Pero, además, la expresión ‘sentido de Estado’ esconde otra trampa. En nuestras democracias, el Estado tiende, de forma cada vez más indisimulada, a ser deglutido por el gobierno (de hecho, resulta muy sintomático que cada vez más personas —y no solamente legas, sino también políticos en ejercicio— confundan desenfadadamente ambos términos). En teoría, el Estado es una organización política y jurídica que arbitra la vida en sociedad, trascendiendo los intereses sectarios (para lo que dispone de leyes y de la autoridad suficiente para aplicarlas). El gobierno, por su parte, es un agente o delegado —supremo, pero pasajero— al que se encomienda la labor de llevar a cabo la actividad del Estado. Pero, en las democracias modernas, los gobiernos, lejos de actuar como delegados del Estado (para trascender los intereses sectarios), actúan —tras una lucha de partidos para conseguir el poder— como paladines de unos objetivos ideológicos recogidos en su programa. Y no ejercen el poder como una función que les compete, sino como una propiedad absoluta cuya norma de acción ya no es trascender los intereses sectarios, sino la realización de dichos objetivos programáticos.

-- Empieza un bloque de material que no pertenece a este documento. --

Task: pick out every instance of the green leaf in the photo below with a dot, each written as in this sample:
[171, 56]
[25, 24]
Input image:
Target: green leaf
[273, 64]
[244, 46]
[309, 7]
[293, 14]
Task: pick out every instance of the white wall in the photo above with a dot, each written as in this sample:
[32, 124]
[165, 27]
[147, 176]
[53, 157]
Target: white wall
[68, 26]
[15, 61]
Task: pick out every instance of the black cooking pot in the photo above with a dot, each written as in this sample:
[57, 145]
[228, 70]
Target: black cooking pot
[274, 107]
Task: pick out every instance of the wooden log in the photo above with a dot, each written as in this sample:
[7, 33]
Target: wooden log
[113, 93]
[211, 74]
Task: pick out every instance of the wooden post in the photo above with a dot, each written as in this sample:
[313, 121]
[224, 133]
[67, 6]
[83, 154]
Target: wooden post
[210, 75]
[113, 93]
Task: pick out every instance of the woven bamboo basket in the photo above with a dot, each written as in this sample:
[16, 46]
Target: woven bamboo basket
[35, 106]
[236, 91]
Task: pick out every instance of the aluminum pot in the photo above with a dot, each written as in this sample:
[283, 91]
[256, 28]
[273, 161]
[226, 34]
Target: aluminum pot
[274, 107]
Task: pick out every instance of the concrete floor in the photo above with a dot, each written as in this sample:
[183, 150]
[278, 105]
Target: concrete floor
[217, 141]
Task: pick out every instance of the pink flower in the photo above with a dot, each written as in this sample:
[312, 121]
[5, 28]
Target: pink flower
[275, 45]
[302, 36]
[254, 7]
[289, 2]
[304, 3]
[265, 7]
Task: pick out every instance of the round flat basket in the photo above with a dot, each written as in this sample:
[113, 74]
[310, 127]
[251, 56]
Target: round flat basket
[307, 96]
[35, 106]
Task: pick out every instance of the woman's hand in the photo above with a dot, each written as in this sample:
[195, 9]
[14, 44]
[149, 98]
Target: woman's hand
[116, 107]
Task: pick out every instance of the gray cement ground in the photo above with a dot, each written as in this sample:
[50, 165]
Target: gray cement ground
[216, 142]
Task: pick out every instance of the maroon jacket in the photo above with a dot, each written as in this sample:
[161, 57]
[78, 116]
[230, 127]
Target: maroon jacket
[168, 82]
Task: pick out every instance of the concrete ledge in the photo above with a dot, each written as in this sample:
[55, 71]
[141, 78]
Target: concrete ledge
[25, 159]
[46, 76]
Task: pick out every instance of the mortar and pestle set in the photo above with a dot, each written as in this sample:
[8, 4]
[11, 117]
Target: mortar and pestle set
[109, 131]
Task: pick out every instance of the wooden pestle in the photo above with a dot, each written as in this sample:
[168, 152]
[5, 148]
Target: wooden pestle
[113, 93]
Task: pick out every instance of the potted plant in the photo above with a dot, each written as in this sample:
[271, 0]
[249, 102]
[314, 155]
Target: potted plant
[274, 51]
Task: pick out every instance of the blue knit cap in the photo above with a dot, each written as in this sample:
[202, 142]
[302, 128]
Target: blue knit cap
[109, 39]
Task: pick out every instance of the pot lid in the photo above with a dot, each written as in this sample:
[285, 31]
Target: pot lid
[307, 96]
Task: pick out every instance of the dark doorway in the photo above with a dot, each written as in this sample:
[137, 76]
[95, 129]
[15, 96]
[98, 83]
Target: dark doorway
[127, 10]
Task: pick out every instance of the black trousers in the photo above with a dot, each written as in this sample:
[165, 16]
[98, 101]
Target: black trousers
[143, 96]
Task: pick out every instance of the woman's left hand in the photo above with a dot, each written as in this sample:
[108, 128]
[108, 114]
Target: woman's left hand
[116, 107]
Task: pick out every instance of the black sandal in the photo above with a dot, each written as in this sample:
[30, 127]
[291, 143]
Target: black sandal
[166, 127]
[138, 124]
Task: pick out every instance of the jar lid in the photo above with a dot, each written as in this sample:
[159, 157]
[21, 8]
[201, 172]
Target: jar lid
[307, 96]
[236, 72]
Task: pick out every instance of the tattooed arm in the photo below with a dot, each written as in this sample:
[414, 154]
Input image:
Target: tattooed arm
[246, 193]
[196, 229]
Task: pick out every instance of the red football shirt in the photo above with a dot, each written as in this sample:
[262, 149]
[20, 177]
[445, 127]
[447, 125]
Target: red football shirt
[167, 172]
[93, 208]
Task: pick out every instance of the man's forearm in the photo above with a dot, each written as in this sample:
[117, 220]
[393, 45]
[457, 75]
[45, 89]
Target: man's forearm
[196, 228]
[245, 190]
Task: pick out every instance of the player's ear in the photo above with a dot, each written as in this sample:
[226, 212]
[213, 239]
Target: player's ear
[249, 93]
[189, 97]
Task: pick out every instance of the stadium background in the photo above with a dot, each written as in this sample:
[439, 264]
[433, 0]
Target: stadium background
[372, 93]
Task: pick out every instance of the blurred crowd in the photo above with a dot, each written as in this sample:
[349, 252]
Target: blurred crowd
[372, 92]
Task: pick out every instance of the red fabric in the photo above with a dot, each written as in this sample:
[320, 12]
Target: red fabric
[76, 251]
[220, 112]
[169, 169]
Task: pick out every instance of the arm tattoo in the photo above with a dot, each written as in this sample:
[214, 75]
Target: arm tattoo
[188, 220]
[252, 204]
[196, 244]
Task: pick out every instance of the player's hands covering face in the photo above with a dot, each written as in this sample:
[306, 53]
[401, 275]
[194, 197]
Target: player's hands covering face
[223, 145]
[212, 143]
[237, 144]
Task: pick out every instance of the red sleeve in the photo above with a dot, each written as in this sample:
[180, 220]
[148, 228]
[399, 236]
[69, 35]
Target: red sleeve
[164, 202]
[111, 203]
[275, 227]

Un político de nuestra época, por lo tanto, no puede actuar con ‘sentido del bien común’, sino que debe representar los intereses sectarios de sus partidarios, cumpliendo con el programa de su partido. De hecho, cuando quieren probar que son eficaces y cumplidores (a mitad de su mandato, o a la conclusión del mismo), los gobiernos presumen del cumplimiento de las promesas de su programa. Un gobierno sólo puede gobernar, en definitiva, de forma partidista; o, en el mejor de los casos, haciendo leves concesiones a alguno de sus oponentes, para entablar con ellos alianzas coyunturales. El gobierno, cualquier gobierno, ya no es un instrumento del Estado, sino un instrumento del partido en el poder; y, por lo tanto, todo político es necesariamente partidista. Así que cuando se dice, a modo de elogio, que tal o cual político tenía ‘sentido de Estado’ significa que, mientras estuvo en el gobierno, sabía emplear los mecanismos estatales y silenciar los mandatos de su conciencia en beneficio de los intereses sectarios de su partido. En este sentido, afirmar de un político en activo que carece de ‘sentido de Estado’ puede ser, paradójicamente, el más encendido de los elogios.